As I am about to resume my place in the line forming to march back to the cells for dinner, he recalls me:
"Say, Aleck, you'd better keep an eye on that fellow Jim. He is a little off, you know."
He points toward my head, with a significant rotary motion.
II
The mat shop is beginning to affect my health: the dust has inflamed my throat, and my eyesight is weakening in the constant dusk. The officer in charge has repeatedly expressed dissatisfaction with my slow progress in the work. "I'll give you another chance," he cautioned me yesterday, "and if you don't make a good mat by next week, down in the hole you go." He severely upbraided Jim for his inefficiency as instructor. As the consumptive was about to reply, he suffered an attack of coughing. The emaciated face turned greenish-yellow, but in a moment he seemed to recover, and continued working.

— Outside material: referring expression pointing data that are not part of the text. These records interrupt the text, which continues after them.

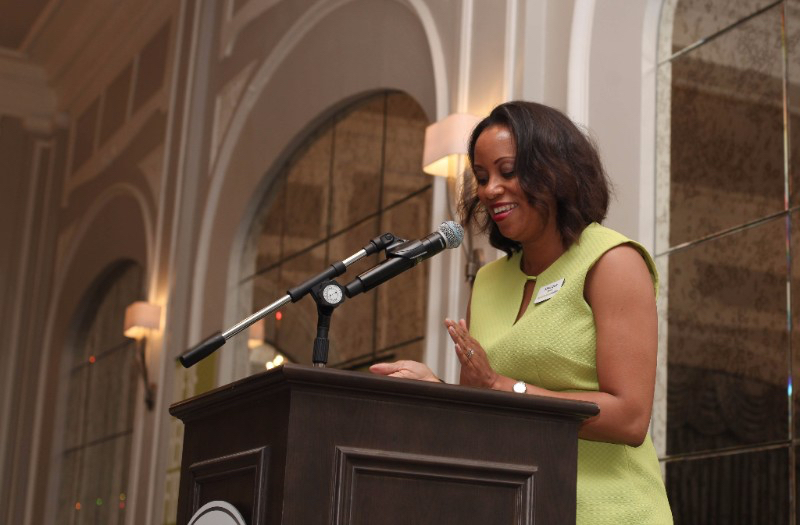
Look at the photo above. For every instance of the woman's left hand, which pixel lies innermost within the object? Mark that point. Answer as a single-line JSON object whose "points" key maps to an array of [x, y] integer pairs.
{"points": [[475, 368]]}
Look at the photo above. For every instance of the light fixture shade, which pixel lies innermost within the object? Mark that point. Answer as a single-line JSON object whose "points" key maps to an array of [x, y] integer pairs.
{"points": [[140, 317], [445, 140]]}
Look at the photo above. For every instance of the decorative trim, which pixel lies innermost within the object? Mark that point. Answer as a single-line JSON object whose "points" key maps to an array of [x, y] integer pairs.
{"points": [[351, 463], [234, 23], [510, 62]]}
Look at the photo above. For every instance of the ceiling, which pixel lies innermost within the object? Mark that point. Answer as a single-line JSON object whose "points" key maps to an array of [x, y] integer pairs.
{"points": [[18, 20]]}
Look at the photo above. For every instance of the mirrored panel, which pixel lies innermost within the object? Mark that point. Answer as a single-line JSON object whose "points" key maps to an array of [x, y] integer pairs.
{"points": [[748, 488], [405, 129], [695, 20], [304, 200], [726, 153], [727, 340]]}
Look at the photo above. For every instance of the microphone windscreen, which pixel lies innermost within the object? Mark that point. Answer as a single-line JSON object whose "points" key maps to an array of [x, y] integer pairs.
{"points": [[453, 234]]}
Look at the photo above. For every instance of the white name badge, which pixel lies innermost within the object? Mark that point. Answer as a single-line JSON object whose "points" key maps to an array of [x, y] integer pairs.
{"points": [[548, 291], [217, 513]]}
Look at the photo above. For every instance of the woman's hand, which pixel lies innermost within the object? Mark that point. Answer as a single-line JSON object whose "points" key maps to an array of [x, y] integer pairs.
{"points": [[475, 368], [405, 369]]}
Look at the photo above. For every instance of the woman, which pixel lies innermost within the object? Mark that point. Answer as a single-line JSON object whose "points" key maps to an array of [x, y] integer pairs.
{"points": [[570, 313]]}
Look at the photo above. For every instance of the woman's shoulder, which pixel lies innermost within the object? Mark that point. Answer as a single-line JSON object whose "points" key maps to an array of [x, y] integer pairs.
{"points": [[616, 248]]}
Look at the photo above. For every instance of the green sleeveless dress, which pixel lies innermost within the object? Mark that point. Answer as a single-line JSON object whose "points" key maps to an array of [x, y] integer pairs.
{"points": [[553, 346]]}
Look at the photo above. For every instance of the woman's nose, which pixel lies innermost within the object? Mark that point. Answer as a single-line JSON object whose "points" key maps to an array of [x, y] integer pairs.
{"points": [[494, 188]]}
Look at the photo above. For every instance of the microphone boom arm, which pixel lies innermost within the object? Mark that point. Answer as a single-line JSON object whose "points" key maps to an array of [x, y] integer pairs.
{"points": [[216, 340]]}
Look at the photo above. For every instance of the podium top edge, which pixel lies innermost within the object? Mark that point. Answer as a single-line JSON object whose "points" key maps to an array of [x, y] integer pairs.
{"points": [[292, 376]]}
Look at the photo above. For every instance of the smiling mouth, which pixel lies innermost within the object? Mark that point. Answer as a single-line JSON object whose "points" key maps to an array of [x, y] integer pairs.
{"points": [[502, 211]]}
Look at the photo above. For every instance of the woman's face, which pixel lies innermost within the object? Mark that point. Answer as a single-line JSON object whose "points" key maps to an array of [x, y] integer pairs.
{"points": [[499, 190]]}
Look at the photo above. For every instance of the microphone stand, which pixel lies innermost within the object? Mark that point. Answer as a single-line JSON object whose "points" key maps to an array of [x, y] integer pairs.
{"points": [[216, 340]]}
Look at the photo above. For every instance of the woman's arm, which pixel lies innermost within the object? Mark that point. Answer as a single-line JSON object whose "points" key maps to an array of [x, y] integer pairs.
{"points": [[620, 292]]}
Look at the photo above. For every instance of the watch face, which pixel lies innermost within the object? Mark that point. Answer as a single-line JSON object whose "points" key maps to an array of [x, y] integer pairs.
{"points": [[332, 294]]}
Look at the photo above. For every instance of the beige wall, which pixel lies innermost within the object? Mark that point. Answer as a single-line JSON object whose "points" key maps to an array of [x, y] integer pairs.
{"points": [[149, 130]]}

Suddenly I saw him clutch at the frame, a look of terror spread over his face, he began panting for breath, and then a stream of dark blood gushed from his mouth, and Jim fell to the floor.
The steady whir of the looms continued. The prisoner at the neighboring machine cast a furtive look at the prostrate form, and bent lower over his work. Jim lay motionless, the blood dyeing the floor purple. I rushed to the officer.
"Mr. Hoods, Jim has—"
"Back to your place, damn you!" he shouted at me. "How dare you leave it without permission?"
"I just—"
"Get back, I tell you!" he roared, raising the heavy stick.